The coroner heard a succession of troopers give evidence that the charges were sometimes stored out of heat-proof storage bins within the turret, including an occasion when one was “on a soldier’s lap”.
Cpl Neilson, 31, from Preston, Lancashire, was the tank commander and was thrown from the turret during the blast, while Cpl Hatfield, 27, and a father of one, from Amesbury, Wiltshire, was loading ammunition.
Both men were taken to hospital but died of their injuries the following day.
Two other soldiers, Warrant Officer Stuart Lawson and Trooper Michael Warren, were also injured but survived.
Cpls Neilson and Hatfield, both highly-trained gunnery instructors with combat experience in Iraq and Afghanistan, were taking WO Lawson out for a “guest shoot” experience, to show how the tank performed when firing.

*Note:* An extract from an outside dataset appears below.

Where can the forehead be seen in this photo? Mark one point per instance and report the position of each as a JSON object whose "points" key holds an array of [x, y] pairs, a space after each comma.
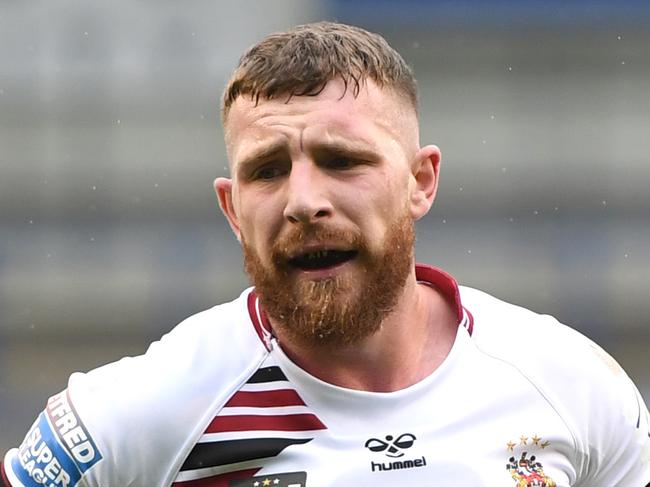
{"points": [[335, 112]]}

But the inquest heard that the RTR commanding officer, Lieutenant Colonel Simon Ridgway, was supposed to have written authorisation from a more senior officer for the guest shoot, as required by Army rules, but told the coroner he “had not appreciated that at the time”.
He also “failed” to spot a culture of crews wrongly storing high-explosive charges in their turrets.
Asked if it was a failure of his leadership during his evidence, Lt Col Ridgway said: “I think I failed to identify it was happening.
“I’m not sure it’s a failure of leadership.”
A report to prevent future deaths with three recommendations has been sent to the Ministry of Defence and BAE Systems, which designed and manufactured the British Army’s main battle tank.
Afterwards, Cpl Hatfield’s fiancee, Jill McBride, speaking on behalf of the soldier’s wife, Abigail Hatfield, from whom he was separated, said a “weight has been lifted”.
Thanking the coroner, she added: “It was important to us to make sure the reputation of both Matthew and Darren was protected and remained true.”
Colonel Jim Taylor, of the British Army, said it had already overhauled training but would look at “what further changes need to be made”.
He added: “We are sincerely sorry for what has happened and we will do everything we can to ensure this never happens again.”